In her ‘decision’ Ms Bowes stated that  ‘ICO told us that the information the Council had provided to the LGO was not obviously irrelevant to LGO’s request  for information.. They did not think  it was likely the Council beached the Act. We do not think ICO’s approach was unreasonable  and it did not therefore amount to an administrative fault.’

This is utter nonsense.  This statement is so absurd, to be outside the Realm of sanity.  How could ICO make such a statement, without knowing the exact nature of the information disclosed to the LGO. 

The ICO’s statement and the fact that PHSO echoed it, endorses  both organisations the poor understanding of the matter and the relevant legislation.

It must be remembered  that a single mention of the acronym HIV, or inference to it,  in a wrong context, is a breach of the NHS Statutory Restrictions on data handling.

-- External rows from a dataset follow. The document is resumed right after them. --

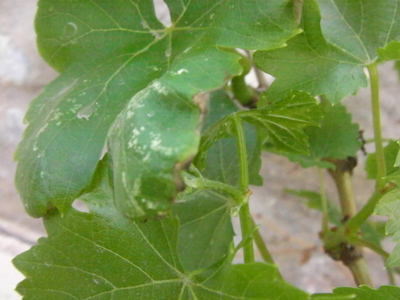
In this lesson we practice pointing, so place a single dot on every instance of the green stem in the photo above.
(354, 224)
(242, 153)
(376, 248)
(246, 223)
(380, 157)
(223, 187)
(324, 204)
(247, 232)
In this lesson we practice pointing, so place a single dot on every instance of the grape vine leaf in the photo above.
(113, 257)
(385, 292)
(389, 205)
(222, 159)
(283, 122)
(328, 58)
(336, 138)
(108, 52)
(390, 151)
(205, 231)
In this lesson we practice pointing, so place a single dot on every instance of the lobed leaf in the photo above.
(116, 258)
(328, 58)
(283, 122)
(222, 158)
(336, 138)
(107, 53)
(385, 292)
(390, 151)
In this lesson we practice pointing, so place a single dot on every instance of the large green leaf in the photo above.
(108, 51)
(328, 58)
(283, 122)
(106, 256)
(390, 151)
(205, 231)
(385, 292)
(336, 138)
(222, 159)
(389, 205)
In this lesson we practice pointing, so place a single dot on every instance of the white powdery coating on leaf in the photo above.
(134, 139)
(87, 111)
(160, 88)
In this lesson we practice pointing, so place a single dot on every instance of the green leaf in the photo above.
(390, 52)
(385, 292)
(336, 138)
(389, 205)
(122, 259)
(283, 121)
(371, 231)
(328, 58)
(390, 152)
(205, 232)
(108, 52)
(222, 159)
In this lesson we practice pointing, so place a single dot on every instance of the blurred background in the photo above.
(288, 227)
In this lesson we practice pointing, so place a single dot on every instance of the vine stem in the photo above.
(342, 174)
(380, 157)
(246, 222)
(355, 223)
(324, 204)
(262, 247)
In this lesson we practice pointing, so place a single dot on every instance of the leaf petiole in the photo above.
(246, 223)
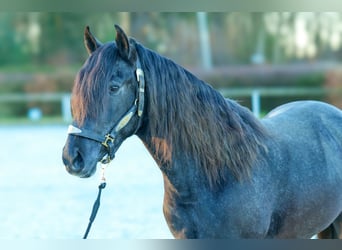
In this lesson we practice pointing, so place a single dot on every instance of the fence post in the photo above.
(66, 110)
(256, 103)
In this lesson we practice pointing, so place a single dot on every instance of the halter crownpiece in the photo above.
(108, 139)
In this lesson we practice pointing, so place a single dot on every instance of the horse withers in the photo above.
(226, 174)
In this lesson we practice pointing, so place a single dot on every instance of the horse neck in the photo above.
(186, 122)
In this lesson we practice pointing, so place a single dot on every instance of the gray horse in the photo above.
(226, 174)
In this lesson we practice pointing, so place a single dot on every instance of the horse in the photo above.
(226, 173)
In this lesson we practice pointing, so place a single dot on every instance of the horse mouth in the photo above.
(82, 173)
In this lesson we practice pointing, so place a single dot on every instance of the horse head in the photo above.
(107, 103)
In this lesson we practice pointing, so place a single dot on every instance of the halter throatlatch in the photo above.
(108, 140)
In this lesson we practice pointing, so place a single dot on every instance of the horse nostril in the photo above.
(73, 161)
(78, 163)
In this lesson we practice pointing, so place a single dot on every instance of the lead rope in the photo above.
(97, 201)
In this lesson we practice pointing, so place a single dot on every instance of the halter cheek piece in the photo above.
(108, 140)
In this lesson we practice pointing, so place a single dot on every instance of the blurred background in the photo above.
(260, 59)
(285, 56)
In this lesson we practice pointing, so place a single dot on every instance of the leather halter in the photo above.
(108, 140)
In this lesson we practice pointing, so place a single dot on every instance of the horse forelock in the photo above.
(186, 113)
(90, 84)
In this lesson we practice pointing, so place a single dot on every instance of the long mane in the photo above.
(187, 113)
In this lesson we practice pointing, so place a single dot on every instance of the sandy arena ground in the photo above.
(40, 200)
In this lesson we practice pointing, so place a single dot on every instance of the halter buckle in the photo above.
(108, 138)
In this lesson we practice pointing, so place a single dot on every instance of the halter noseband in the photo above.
(108, 140)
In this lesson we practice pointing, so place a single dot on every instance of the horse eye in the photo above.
(114, 88)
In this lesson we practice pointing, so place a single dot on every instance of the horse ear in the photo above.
(122, 42)
(90, 42)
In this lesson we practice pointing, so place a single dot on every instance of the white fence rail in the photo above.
(63, 98)
(256, 95)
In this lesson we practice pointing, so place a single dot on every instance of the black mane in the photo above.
(185, 112)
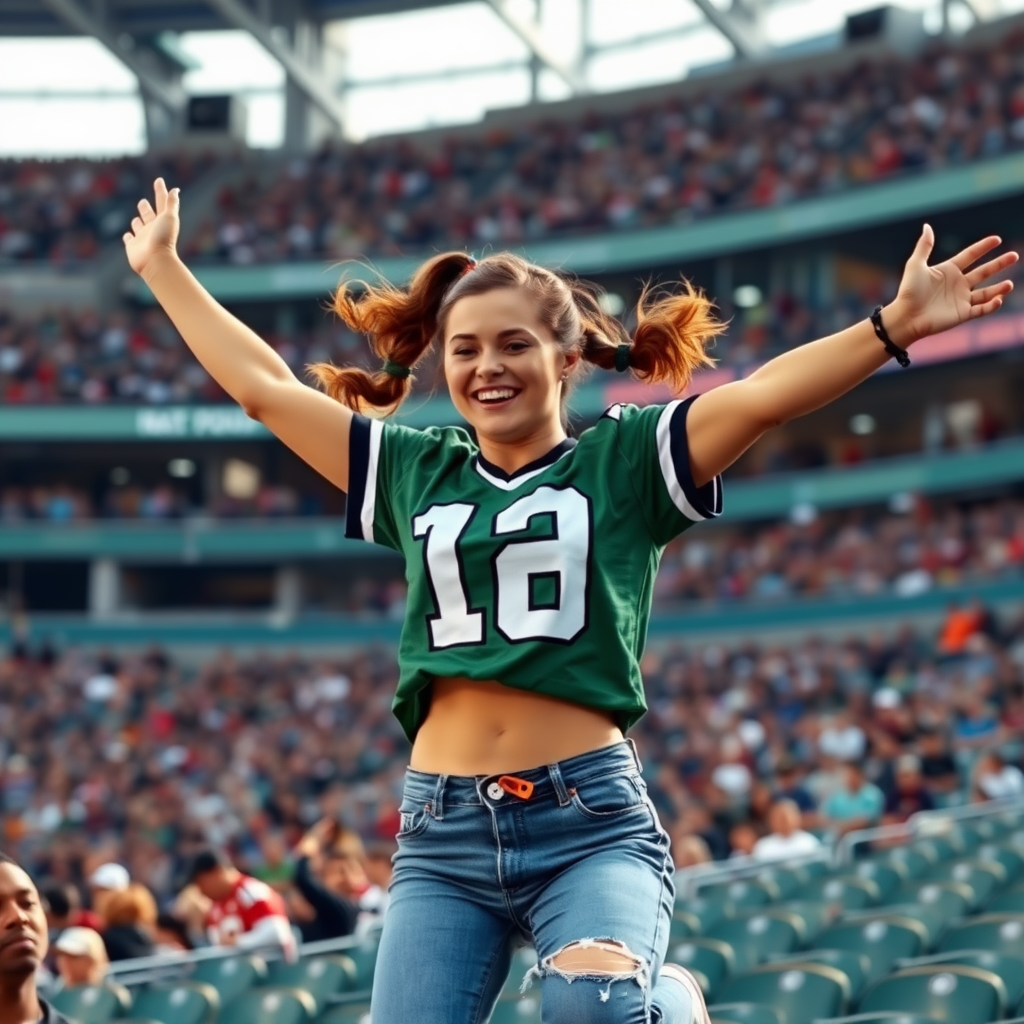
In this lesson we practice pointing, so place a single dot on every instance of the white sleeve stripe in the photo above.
(370, 494)
(672, 481)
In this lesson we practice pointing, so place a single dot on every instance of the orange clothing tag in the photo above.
(517, 786)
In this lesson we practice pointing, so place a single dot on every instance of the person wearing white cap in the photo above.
(81, 956)
(104, 880)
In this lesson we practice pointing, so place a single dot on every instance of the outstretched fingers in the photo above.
(973, 253)
(983, 272)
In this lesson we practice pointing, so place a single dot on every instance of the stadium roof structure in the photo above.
(141, 34)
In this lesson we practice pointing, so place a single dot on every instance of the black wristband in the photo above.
(899, 354)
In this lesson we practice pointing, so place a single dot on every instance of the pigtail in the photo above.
(400, 325)
(670, 341)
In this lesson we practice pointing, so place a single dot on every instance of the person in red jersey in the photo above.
(245, 911)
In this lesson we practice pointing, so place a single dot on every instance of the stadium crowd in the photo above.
(763, 144)
(136, 762)
(64, 211)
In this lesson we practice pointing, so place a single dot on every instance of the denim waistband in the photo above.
(554, 780)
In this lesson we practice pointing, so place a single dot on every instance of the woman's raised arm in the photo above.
(722, 424)
(312, 425)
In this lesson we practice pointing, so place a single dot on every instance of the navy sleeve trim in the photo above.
(695, 503)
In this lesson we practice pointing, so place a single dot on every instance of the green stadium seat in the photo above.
(799, 992)
(353, 1013)
(699, 912)
(322, 977)
(1003, 933)
(887, 877)
(186, 1003)
(882, 940)
(983, 877)
(270, 1006)
(743, 1013)
(1009, 969)
(709, 961)
(522, 1010)
(1008, 901)
(743, 895)
(926, 919)
(92, 1004)
(855, 966)
(757, 935)
(953, 993)
(848, 892)
(231, 976)
(1011, 860)
(950, 899)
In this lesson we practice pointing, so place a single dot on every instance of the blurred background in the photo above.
(193, 653)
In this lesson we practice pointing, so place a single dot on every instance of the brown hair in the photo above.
(669, 342)
(134, 905)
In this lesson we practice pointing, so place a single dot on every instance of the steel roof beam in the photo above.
(740, 25)
(529, 33)
(166, 92)
(309, 82)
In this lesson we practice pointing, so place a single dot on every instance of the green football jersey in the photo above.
(540, 579)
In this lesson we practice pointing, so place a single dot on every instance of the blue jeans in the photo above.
(480, 871)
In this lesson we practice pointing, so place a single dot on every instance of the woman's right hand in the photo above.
(154, 233)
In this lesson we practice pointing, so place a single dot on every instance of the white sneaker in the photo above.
(700, 1015)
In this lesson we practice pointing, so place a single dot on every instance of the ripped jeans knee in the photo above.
(593, 981)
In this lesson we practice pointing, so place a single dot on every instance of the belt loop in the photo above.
(559, 783)
(438, 808)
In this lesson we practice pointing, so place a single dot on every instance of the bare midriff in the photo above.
(484, 728)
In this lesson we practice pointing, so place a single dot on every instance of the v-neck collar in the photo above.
(496, 475)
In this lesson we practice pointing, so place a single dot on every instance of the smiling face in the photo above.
(23, 923)
(505, 369)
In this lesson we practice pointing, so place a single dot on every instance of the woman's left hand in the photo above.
(932, 299)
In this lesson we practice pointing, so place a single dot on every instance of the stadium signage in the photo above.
(202, 422)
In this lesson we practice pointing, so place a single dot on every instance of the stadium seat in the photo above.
(230, 977)
(322, 977)
(354, 1013)
(882, 940)
(952, 993)
(1011, 860)
(1001, 933)
(742, 894)
(710, 961)
(983, 877)
(522, 1010)
(1009, 969)
(743, 1013)
(799, 992)
(187, 1003)
(756, 935)
(888, 877)
(949, 899)
(854, 966)
(92, 1004)
(270, 1006)
(848, 892)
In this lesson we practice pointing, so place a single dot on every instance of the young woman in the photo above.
(530, 558)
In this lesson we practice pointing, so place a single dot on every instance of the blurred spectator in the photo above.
(786, 839)
(323, 879)
(81, 956)
(64, 907)
(994, 779)
(857, 805)
(909, 795)
(244, 910)
(129, 918)
(104, 882)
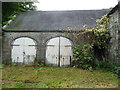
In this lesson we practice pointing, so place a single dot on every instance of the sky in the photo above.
(53, 5)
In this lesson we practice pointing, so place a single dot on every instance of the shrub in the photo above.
(108, 66)
(83, 56)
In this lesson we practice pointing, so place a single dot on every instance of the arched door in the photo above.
(23, 50)
(59, 51)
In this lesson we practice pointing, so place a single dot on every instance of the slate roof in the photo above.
(55, 20)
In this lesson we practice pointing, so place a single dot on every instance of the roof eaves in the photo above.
(113, 10)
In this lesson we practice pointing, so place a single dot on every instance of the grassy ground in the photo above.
(55, 77)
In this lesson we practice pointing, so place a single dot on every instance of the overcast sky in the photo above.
(51, 5)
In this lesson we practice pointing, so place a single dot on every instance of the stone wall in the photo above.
(41, 38)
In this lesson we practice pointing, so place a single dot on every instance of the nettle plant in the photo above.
(83, 56)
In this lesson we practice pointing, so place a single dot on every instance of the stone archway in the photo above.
(23, 50)
(59, 51)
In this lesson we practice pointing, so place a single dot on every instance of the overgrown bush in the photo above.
(83, 56)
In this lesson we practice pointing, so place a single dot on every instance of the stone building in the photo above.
(41, 35)
(114, 27)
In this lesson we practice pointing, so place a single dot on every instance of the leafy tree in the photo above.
(9, 9)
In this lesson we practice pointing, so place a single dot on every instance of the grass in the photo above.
(55, 77)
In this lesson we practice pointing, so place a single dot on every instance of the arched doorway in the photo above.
(59, 51)
(23, 50)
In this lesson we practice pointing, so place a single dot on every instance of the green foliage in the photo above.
(108, 66)
(9, 9)
(101, 33)
(83, 56)
(19, 84)
(56, 77)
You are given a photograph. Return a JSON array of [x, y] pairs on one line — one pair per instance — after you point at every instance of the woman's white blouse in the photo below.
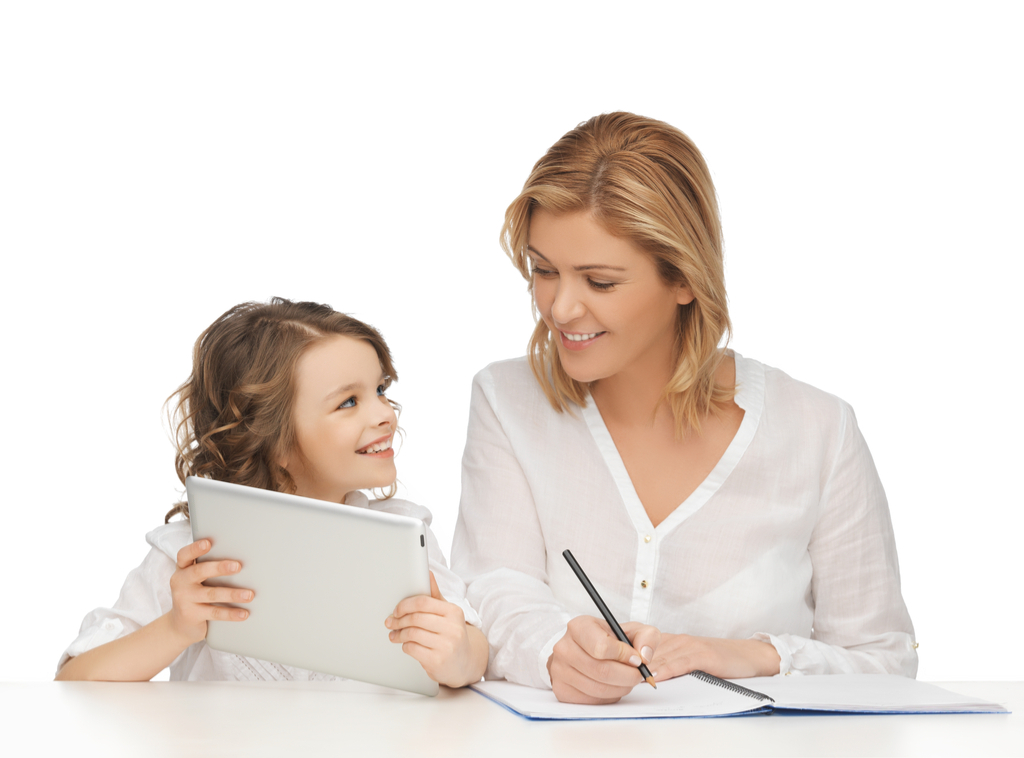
[[788, 539], [146, 595]]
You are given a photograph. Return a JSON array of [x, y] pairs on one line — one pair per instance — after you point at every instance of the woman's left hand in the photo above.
[[726, 659], [435, 633]]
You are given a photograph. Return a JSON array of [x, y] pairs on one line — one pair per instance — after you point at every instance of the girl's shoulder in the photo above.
[[391, 505], [170, 538]]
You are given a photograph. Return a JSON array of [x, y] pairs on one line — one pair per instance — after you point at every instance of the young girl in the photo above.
[[287, 396]]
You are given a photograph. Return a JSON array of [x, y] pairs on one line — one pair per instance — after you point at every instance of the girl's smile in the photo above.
[[344, 424]]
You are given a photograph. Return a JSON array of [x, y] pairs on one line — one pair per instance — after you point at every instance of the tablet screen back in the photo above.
[[325, 578]]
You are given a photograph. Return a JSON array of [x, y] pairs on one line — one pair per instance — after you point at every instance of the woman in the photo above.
[[732, 514]]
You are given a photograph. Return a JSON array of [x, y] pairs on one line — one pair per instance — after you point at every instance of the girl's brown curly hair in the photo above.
[[231, 419]]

However, of interest is the ICO handling of the ‘accidental’ disclosure of email addresses of subscribers to  Soho HIV Clinic’s Newsletter  on 1st September 2015.

The ICO imposed a hefty penalty on the Trust, for merely implying that those subscribing to the Newsletter, may be HIV+.

Anyway, any disclosure of information must be compliant with the ICO’s Data Sharing Code of Practice, where section 4 – Data Sharing and the Law is very clear what process must be followed.

At least six documents sent to the LGO contain information relating to F’s HIV+ status. The progress of the condition, the medication he must take to stay alive and the inevitable side effects he suffers as a consequence. 

It must also be remembered that had the LGO  asked for F’s HIV related information, RBKC was not compelled to provide it, as it should have availed itself of paragraph 29-(7) of the Local Government Act  1974, which provides an exemption.  

On 17th May 2013, F sent additional information to the PHSO, so that his complaint could be reviewed.

On 7th August 2013, when F learned of the existence of the Statutory Restrictions he wrote to Mrs Harrison, pointing out the PHSO discrepancy. 

A computer generated acknowledgement was received on the same day. 

On  8th June 2017 we contacted the GMC about the NHS Statutory Restrictions, who referred us to the NHS.    As the GMC are the Regulators of the  medical professions, we hoped they may give us some assistance.

On 22nd June 2017  NHS England was contacted.  They told us  to contact the  PHSO.

On  26th June 2017, the PHSO was contacted and  their reply dated 21st September 2017 is clear.